Red hot chilli poppers

I bought some habanero chillies the other day. Here’s how you’re supposed to prepare them.

* Cut them open
* De-seed them
* Toast them
* Soak them in just-boiled water

Here’s how I prepared them.

* Cut them open
* De-seed them
* Watch with mild interest as clouds of smoke come from the chillies in the pan
* Stand in the kitchen, coughing like I’ve got late-stage tuberculosis
* Turn the cooker hood on full blast
* Career around the kitchen, coughing and weeping
* Blink away the tears as my wife enters, clutching her throat and panicking that she’s having some kind of horrific allergic reaction
* Open the back door in a desperate attempt to dispel the fumes
* Soak the chillies in just-boiled water
* Wonder if I’ll ever be able to speak again
* Eat!

There’s such a thin line between “making lunch” and “suffering a chemical attack”.

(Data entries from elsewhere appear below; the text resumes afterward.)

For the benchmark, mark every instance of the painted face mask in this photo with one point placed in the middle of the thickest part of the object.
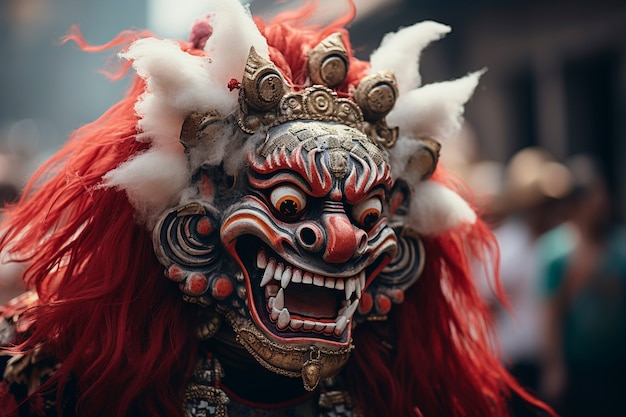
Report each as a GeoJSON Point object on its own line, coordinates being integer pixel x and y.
{"type": "Point", "coordinates": [290, 248]}
{"type": "Point", "coordinates": [316, 257]}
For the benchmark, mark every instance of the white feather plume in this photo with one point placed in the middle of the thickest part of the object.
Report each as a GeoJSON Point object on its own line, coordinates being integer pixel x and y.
{"type": "Point", "coordinates": [177, 84]}
{"type": "Point", "coordinates": [229, 46]}
{"type": "Point", "coordinates": [434, 110]}
{"type": "Point", "coordinates": [400, 52]}
{"type": "Point", "coordinates": [436, 209]}
{"type": "Point", "coordinates": [152, 181]}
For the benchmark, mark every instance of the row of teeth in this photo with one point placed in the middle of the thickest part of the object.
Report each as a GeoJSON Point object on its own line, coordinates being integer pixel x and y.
{"type": "Point", "coordinates": [281, 316]}
{"type": "Point", "coordinates": [286, 274]}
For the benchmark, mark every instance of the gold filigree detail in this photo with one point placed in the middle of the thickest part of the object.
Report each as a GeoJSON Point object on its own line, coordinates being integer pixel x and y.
{"type": "Point", "coordinates": [292, 361]}
{"type": "Point", "coordinates": [376, 95]}
{"type": "Point", "coordinates": [314, 103]}
{"type": "Point", "coordinates": [264, 100]}
{"type": "Point", "coordinates": [328, 61]}
{"type": "Point", "coordinates": [212, 395]}
{"type": "Point", "coordinates": [424, 161]}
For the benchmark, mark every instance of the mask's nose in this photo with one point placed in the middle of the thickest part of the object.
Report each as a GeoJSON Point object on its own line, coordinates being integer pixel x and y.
{"type": "Point", "coordinates": [343, 240]}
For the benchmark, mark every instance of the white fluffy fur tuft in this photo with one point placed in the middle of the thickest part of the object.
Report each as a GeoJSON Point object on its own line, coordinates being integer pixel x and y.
{"type": "Point", "coordinates": [234, 32]}
{"type": "Point", "coordinates": [436, 209]}
{"type": "Point", "coordinates": [152, 181]}
{"type": "Point", "coordinates": [434, 110]}
{"type": "Point", "coordinates": [177, 84]}
{"type": "Point", "coordinates": [400, 52]}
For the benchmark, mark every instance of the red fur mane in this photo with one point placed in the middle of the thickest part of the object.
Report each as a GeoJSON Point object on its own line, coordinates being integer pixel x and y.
{"type": "Point", "coordinates": [105, 310]}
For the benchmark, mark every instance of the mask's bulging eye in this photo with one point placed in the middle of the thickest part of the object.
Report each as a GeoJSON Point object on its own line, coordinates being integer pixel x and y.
{"type": "Point", "coordinates": [367, 212]}
{"type": "Point", "coordinates": [288, 200]}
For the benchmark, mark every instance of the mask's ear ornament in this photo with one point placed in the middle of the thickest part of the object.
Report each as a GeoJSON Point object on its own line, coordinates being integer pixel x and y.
{"type": "Point", "coordinates": [376, 95]}
{"type": "Point", "coordinates": [329, 62]}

9 thoughts on “Red hot chilli poppers

  1. Squander Two says:

    Call me a phillistine, but I prefer Hellman’s to home-made.

    I do make my own ketchup, though. Fantastic, as long as you don’t mind your entire house stinking of vinegar for days.

  2. Heather says:

    The key ingredient is one cup (240ml) of oil. Pour out that much and think “that’s not really going doon my gub. Of course it isn’t.”

  3. tm says:

    I recall a Nick Nairn cooking program years ago where he had some Chilli oil and some other kind of oil next to the cooker and put the wrong one into the frying pan.

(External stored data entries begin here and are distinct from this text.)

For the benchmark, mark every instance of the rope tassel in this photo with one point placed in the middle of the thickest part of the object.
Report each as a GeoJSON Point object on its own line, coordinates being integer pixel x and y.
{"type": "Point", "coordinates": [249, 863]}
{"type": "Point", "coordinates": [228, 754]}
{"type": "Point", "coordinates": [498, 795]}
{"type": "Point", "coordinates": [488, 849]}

    The rest of the show consisted of them all peering into the kitchen from the back garden until he man’d up, re-entered with a wet towel over his head, and managed to switch the heat off. Then they just had to wait for an hour or so…

    Come to think of it, it’s probably the only cooking show I can rememberer for longer than my stomach rumbling, so it wasn’t all bad.

  4. Heather says:

    I miss the little pepper spray keychain I had in the US (they are commonly sold there for female self-defence.) Nothing makes you feel safer when walking down a not-so-safe street by yourself than knowing you have the power of 2,000 raw chillies in your hand.

  5. Squander Two says:

    The Met actually send officers round to give talks to American students newly arrived at London universities to tell them pepper spray in particular and self-defense in general are illegal over here. They have plenty of time to do this due to the lack of crime in London.